Thomas M. Downs, the new president of Amtrak, has his hands full. He walks into a situation where his quasi-private company is in crisis. Revenues are flat, there are big unmet maintenance needs, the public is losing confidence and Washington's financial commitment to America's only passenger railroad is in doubt.
Ever since it was established in 1971 to take over unprofitable private-sector passenger rail operations, Amtrak has led a troubled life. But along the way, Amtrak restored rail travel in the Northeast Corridor and along the West Coast and made it a popular alternative to the car or airplane. Huge federal outlays for rail bed improvements and for new passenger cars and locomotives led to better service along its 24,000 miles of track in 45 states.
Still, Amtrak has never come close to achieving an operating profit. Only two routes are clearly in the black. Help from Washington remains essential to its continuing in business.

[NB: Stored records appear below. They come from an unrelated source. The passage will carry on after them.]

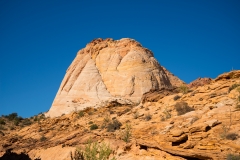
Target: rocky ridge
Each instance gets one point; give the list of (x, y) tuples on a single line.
[(110, 70), (206, 127)]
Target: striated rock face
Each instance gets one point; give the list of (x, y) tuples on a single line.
[(174, 80), (108, 70), (200, 82)]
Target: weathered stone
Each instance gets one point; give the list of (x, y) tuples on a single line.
[(212, 122), (107, 70), (176, 133), (203, 127)]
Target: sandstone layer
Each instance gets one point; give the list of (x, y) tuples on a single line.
[(211, 131), (109, 70)]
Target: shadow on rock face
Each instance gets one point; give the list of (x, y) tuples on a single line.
[(14, 156)]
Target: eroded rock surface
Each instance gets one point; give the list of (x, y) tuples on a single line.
[(106, 70)]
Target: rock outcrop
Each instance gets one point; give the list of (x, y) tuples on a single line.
[(156, 129), (199, 82), (108, 70)]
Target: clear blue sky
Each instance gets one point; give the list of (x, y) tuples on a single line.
[(40, 38)]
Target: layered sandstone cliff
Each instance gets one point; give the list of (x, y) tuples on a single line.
[(108, 70)]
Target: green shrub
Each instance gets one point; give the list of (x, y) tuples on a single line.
[(26, 122), (233, 157), (12, 116), (127, 133), (93, 151), (2, 128), (81, 114), (114, 125), (43, 138), (182, 108), (135, 115), (183, 89), (167, 114), (237, 106), (90, 122), (232, 136), (148, 117), (176, 97), (93, 127), (233, 87), (2, 122)]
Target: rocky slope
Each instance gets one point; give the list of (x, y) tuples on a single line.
[(200, 124), (109, 70)]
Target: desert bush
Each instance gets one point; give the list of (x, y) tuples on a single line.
[(81, 114), (127, 133), (182, 108), (78, 155), (93, 127), (2, 122), (148, 117), (135, 115), (231, 136), (2, 127), (43, 138), (176, 97), (90, 122), (233, 157), (106, 119), (12, 116), (183, 89), (26, 122), (237, 106), (212, 95), (167, 114), (114, 125), (93, 151), (233, 87)]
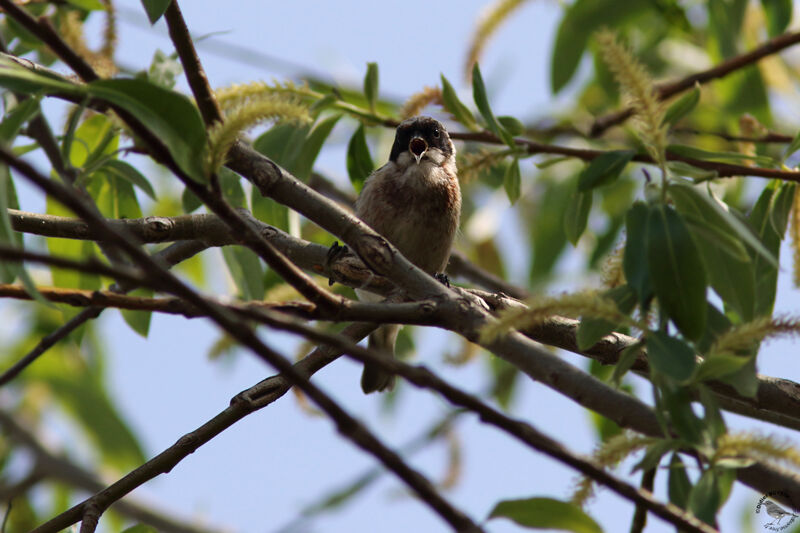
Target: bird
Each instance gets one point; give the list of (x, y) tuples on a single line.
[(776, 511), (414, 201)]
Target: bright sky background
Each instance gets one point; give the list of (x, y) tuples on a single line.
[(257, 475)]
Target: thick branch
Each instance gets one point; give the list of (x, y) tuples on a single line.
[(728, 66)]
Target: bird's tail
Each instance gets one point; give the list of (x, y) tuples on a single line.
[(381, 340)]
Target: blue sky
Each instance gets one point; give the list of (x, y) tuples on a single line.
[(257, 475)]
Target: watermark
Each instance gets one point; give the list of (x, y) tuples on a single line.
[(774, 516)]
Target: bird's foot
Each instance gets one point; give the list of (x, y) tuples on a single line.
[(335, 252)]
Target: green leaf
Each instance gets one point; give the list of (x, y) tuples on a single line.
[(705, 497), (482, 101), (546, 513), (139, 321), (80, 391), (359, 162), (13, 120), (678, 484), (682, 106), (676, 271), (512, 124), (190, 202), (512, 180), (717, 366), (604, 169), (781, 207), (155, 8), (246, 270), (591, 330), (129, 173), (455, 107), (766, 272), (626, 360), (634, 261), (576, 215), (670, 356), (313, 145), (164, 70), (728, 264), (371, 85), (779, 15), (140, 528), (171, 116), (88, 5)]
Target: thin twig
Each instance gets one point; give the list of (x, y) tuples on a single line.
[(602, 123)]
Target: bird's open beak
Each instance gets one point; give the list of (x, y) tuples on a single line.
[(418, 147)]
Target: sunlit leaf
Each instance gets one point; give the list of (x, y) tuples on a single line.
[(155, 8), (482, 101), (359, 162), (576, 215), (546, 513), (604, 169), (371, 85), (676, 271), (512, 180), (670, 356)]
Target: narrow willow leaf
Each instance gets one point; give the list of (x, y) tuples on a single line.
[(359, 162), (604, 169), (371, 85), (482, 101), (766, 272), (455, 107), (169, 115), (546, 513), (513, 125), (781, 207), (576, 215), (312, 146), (717, 366), (626, 360), (246, 270), (155, 9), (634, 261), (129, 173), (670, 356), (512, 181), (678, 484), (676, 271), (705, 497), (682, 106), (16, 117), (779, 15)]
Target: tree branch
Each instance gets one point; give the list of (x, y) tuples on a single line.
[(601, 124)]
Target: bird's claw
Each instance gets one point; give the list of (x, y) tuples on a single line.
[(334, 252)]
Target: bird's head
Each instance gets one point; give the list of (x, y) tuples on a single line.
[(421, 139)]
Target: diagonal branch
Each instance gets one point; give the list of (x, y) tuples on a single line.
[(775, 45)]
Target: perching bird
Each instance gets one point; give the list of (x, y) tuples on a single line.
[(776, 511), (415, 202)]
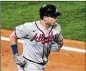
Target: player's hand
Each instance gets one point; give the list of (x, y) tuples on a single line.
[(19, 60)]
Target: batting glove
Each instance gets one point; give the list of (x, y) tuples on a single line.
[(19, 60)]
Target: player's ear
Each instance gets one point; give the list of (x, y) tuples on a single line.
[(45, 18)]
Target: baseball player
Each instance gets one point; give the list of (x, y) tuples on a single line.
[(40, 38)]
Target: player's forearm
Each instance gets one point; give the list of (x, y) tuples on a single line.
[(13, 39), (13, 42)]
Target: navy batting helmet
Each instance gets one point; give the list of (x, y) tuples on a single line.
[(49, 10)]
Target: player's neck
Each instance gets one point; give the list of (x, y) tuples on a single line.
[(44, 24)]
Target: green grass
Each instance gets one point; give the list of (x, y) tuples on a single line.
[(72, 20)]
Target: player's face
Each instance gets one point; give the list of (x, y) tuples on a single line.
[(52, 20)]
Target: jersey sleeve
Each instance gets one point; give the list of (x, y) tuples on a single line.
[(21, 31), (59, 35)]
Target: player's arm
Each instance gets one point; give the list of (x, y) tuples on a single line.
[(13, 42), (20, 32)]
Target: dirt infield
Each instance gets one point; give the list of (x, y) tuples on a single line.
[(62, 61)]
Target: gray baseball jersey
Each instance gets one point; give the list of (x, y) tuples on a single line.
[(37, 40)]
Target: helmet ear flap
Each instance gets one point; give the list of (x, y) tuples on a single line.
[(49, 10)]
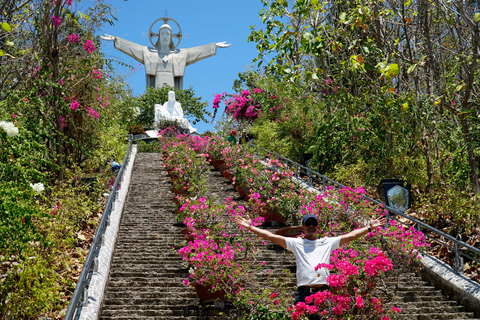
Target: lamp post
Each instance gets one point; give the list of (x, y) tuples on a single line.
[(398, 198)]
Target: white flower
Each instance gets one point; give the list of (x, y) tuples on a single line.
[(9, 128), (37, 187), (136, 111)]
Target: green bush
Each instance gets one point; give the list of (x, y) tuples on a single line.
[(192, 106)]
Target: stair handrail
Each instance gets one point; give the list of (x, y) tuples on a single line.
[(390, 215), (79, 294)]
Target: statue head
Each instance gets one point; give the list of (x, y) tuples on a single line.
[(171, 96), (165, 38)]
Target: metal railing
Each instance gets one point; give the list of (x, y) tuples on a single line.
[(80, 296), (313, 176)]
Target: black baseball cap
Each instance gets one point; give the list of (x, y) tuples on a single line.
[(308, 216)]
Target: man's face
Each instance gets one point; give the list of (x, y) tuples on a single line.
[(165, 36), (310, 227)]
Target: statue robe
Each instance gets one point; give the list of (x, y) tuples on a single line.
[(159, 73)]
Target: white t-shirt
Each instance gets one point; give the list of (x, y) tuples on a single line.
[(308, 255)]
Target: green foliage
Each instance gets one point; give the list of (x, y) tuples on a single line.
[(24, 158), (448, 208), (191, 105), (266, 134)]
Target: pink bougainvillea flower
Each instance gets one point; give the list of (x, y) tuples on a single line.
[(88, 46), (359, 302), (73, 38), (74, 105), (92, 113), (56, 21)]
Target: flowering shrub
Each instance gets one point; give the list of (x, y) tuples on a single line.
[(351, 288), (224, 258), (136, 129), (242, 107), (186, 169)]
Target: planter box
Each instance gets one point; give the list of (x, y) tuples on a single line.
[(205, 295), (272, 215)]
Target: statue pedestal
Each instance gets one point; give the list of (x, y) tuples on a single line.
[(171, 114)]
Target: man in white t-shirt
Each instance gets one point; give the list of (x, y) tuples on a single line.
[(309, 251)]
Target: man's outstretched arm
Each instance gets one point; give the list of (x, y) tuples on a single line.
[(267, 235), (355, 234)]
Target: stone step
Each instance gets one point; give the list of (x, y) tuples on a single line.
[(436, 316), (146, 274)]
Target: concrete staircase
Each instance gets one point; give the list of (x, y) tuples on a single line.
[(146, 275)]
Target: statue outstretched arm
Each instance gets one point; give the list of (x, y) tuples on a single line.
[(223, 44), (132, 49), (108, 37), (202, 52)]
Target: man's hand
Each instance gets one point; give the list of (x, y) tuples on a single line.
[(108, 37), (246, 223), (376, 223), (223, 44)]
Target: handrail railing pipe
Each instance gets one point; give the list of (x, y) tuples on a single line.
[(390, 214), (80, 294)]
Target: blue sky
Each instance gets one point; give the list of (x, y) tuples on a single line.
[(202, 22)]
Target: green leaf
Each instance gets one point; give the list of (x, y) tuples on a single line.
[(393, 70), (6, 27), (411, 68)]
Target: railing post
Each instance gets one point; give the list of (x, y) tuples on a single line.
[(458, 261)]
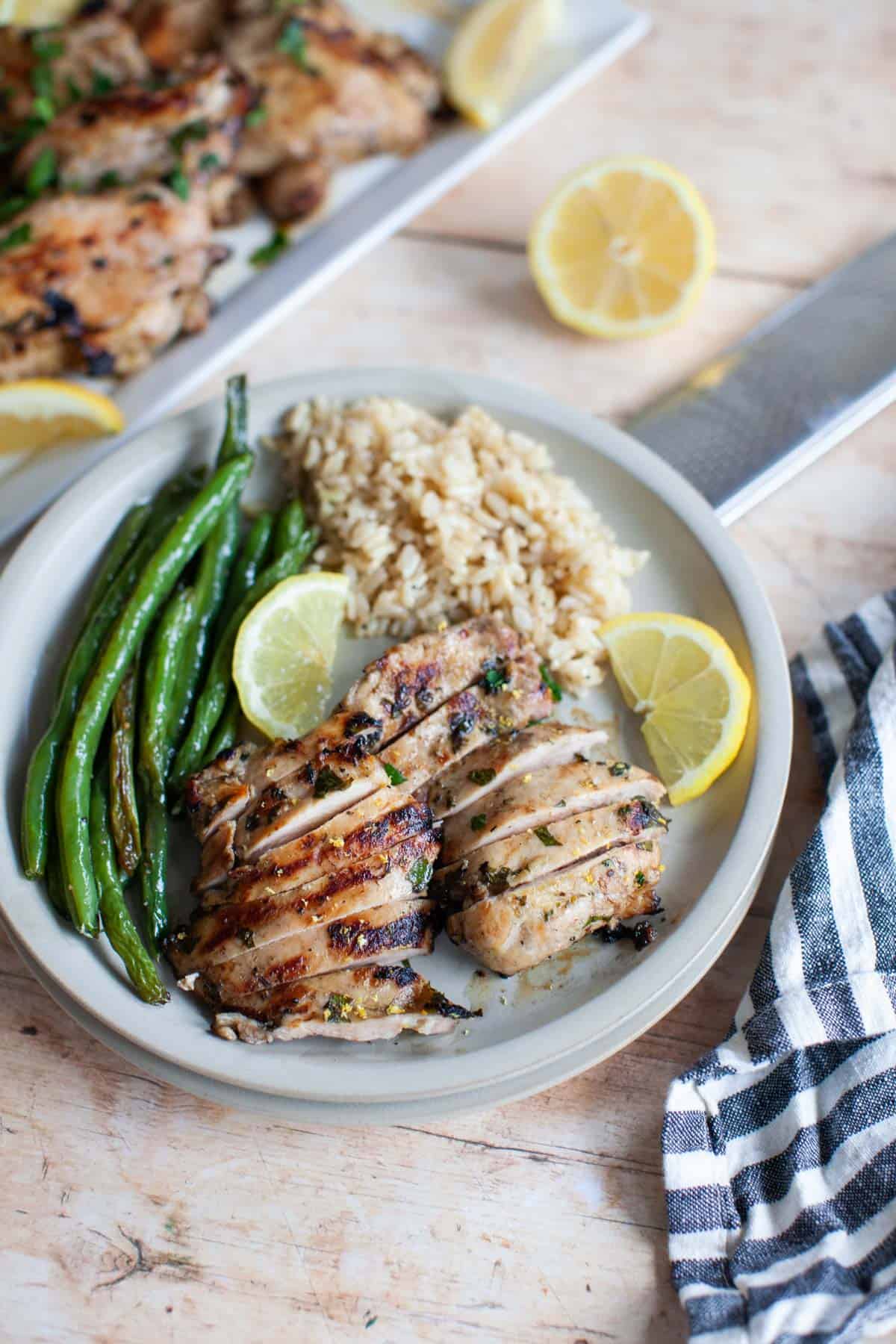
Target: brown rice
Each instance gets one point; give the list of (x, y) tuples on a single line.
[(437, 522)]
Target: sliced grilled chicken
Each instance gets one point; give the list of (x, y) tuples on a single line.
[(521, 927), (534, 853), (376, 826), (371, 1003), (548, 796), (100, 52), (334, 92), (227, 930), (379, 936), (109, 279), (137, 134), (393, 694), (497, 762), (337, 779)]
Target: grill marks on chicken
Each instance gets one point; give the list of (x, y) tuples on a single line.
[(134, 134), (334, 92), (370, 1003), (521, 927), (104, 281)]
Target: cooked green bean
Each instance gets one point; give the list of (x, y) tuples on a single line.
[(122, 544), (210, 705), (122, 785), (156, 584), (215, 564), (289, 529), (227, 730), (116, 921), (40, 792), (158, 691)]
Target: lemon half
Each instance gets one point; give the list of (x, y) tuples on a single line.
[(285, 651), (494, 52), (684, 678), (40, 411), (623, 248)]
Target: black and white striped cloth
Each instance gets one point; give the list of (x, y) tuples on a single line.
[(780, 1147)]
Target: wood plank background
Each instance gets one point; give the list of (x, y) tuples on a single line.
[(131, 1211)]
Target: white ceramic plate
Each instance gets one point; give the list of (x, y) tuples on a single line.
[(368, 202), (602, 996)]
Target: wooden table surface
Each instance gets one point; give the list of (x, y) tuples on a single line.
[(128, 1210)]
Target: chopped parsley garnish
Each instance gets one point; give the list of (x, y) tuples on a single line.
[(42, 172), (179, 183), (420, 874), (101, 84), (292, 42), (16, 237), (544, 836), (193, 131), (393, 774), (328, 781), (556, 694), (272, 250), (494, 676)]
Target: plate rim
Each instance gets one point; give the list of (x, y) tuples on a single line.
[(751, 605)]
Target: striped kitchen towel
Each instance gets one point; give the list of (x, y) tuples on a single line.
[(780, 1147)]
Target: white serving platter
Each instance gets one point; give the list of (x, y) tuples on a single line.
[(529, 1035), (368, 203)]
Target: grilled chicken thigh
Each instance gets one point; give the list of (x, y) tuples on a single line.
[(521, 927), (544, 799), (334, 92), (101, 282), (136, 134), (371, 1003)]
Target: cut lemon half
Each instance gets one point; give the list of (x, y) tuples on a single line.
[(622, 249), (284, 653), (684, 678), (494, 50), (40, 411)]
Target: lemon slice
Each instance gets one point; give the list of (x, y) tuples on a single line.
[(492, 53), (285, 652), (37, 13), (682, 675), (622, 249), (40, 411)]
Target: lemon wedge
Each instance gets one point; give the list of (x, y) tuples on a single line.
[(623, 248), (494, 50), (685, 679), (284, 653), (40, 411), (37, 13)]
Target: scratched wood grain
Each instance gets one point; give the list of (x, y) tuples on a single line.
[(131, 1211)]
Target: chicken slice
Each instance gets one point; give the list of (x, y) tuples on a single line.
[(497, 762), (548, 796), (528, 856), (136, 134), (371, 1003), (379, 936), (334, 781), (227, 930), (521, 927), (113, 275), (393, 694), (346, 840)]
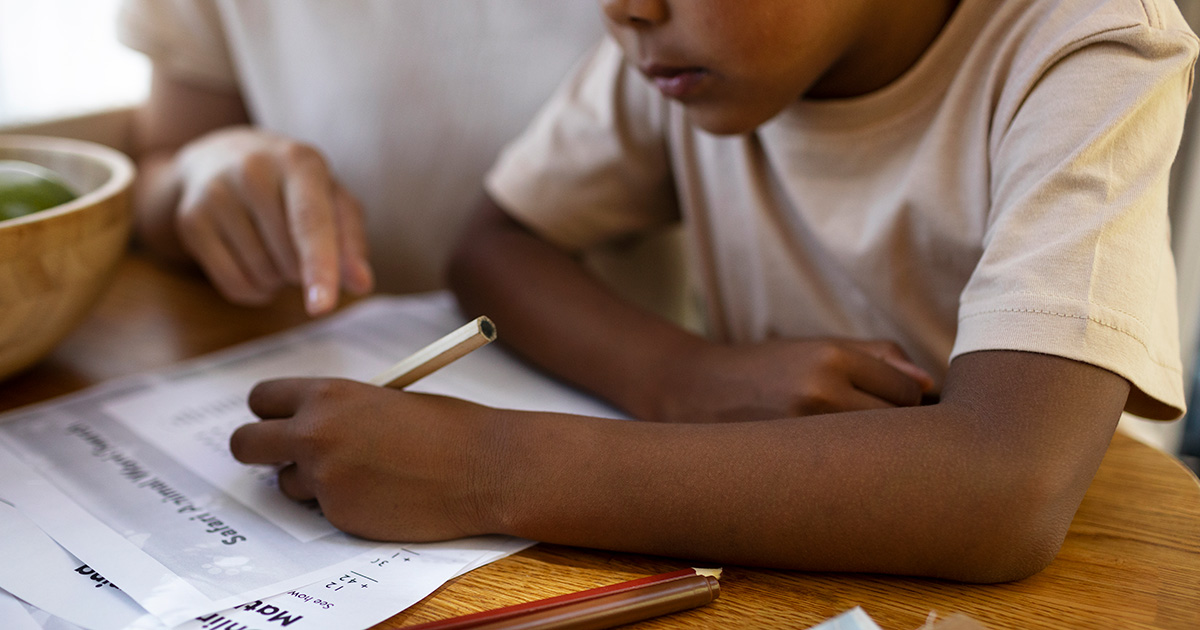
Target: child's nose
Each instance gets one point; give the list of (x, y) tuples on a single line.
[(635, 12)]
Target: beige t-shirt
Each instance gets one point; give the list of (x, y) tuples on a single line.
[(1007, 192), (411, 101)]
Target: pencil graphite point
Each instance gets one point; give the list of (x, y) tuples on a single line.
[(423, 363)]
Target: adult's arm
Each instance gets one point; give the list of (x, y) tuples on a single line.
[(256, 210)]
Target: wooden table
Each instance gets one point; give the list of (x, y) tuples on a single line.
[(1132, 558)]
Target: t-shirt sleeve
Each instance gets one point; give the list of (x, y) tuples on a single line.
[(593, 167), (1077, 250), (181, 37)]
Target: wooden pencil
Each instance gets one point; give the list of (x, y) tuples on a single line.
[(423, 363), (598, 607)]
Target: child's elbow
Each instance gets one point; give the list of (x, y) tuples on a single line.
[(1023, 537)]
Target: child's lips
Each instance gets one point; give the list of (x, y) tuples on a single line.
[(675, 82)]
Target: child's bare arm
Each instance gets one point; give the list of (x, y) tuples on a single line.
[(558, 316), (978, 487)]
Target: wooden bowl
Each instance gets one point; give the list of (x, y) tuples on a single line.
[(54, 264)]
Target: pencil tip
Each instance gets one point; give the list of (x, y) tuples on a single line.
[(487, 328)]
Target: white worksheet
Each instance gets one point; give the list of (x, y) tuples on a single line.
[(185, 531)]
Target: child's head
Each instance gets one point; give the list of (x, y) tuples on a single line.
[(737, 64)]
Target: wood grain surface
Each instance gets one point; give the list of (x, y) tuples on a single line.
[(1131, 561)]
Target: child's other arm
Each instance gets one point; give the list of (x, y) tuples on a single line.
[(561, 317)]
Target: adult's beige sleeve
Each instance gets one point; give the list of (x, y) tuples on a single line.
[(1077, 253), (183, 37), (592, 168)]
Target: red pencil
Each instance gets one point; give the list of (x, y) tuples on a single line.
[(598, 607)]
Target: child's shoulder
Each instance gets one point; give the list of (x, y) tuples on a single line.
[(1079, 22)]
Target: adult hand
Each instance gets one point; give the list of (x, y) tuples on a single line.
[(258, 211), (785, 378), (382, 463)]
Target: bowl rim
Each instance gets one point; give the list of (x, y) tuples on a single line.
[(121, 166)]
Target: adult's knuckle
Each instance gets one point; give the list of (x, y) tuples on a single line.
[(303, 156)]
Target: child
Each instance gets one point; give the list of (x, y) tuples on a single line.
[(982, 183)]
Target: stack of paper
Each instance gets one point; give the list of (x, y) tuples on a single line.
[(131, 485)]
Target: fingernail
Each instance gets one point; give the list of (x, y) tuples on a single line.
[(365, 279), (318, 299)]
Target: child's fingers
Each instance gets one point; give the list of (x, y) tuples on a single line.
[(262, 443), (294, 485), (353, 243), (276, 399), (307, 193)]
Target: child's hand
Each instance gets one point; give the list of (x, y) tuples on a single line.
[(258, 211), (785, 378), (382, 463)]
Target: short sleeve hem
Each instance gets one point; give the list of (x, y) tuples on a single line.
[(1093, 335)]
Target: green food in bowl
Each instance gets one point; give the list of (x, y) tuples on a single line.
[(27, 187)]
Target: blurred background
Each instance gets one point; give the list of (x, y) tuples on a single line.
[(60, 58)]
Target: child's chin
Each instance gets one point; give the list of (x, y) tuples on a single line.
[(725, 120)]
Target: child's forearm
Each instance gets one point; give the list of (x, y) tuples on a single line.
[(981, 487), (553, 312)]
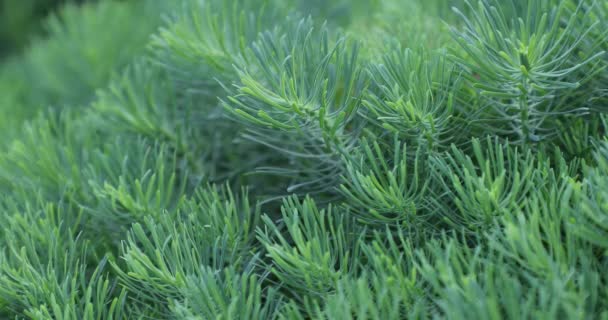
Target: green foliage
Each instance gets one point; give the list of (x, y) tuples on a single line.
[(393, 159)]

Mr. Downs' predecessor, W. Graham Claytor Jr., succeeded in increasing Amtrak service and its revenue (till the recession) while its federal subsidy was slowly decreasing, But, ironically, that lack of federal aid meant cuts in maintenance that led to deteriorating on-time performance and a recent raft of derailments. Now Mr. Downs has to find ways to make riding the rails more popular once again while fending off efforts in Washington to sharply curtail Amtrak's subsidy.
For fiscal 1994, Congress approved $351 million for Amtrak's operations, plus $195 million for capital improvements and $225 million for electrifying Amtrak's New Haven to Boston route and buying 26 high-speed trains. The railroad now covers nearly 80 percent of its operating costs through ticket sales (up from 48 percent in 1980).
But next year, Congress will make basic decisions about Amtrak's future when it takes up reauthorization legislation. There is also the threat that the Clinton administration, faced with severe budget restrictions on existing programs, will not see Amtrak as a priority. That would be tragic.
Public inter-city rail transportation will never be a profit-making enterprise. Some sort of government underwriting is essential, as it is through various subsidies for air and highway travel. Most other industrialized countries help fund railroads, and benefit by it. If Washington officials want maintenance improved, modern high-speed trains in operation and a low-polluting option to the automobile preserved, Amtrak's subsidy should be continued and its capital needs met. Starving Amtrak isn't the answer. That would only compound the railroad's problems and bring on more complaints from the riding public.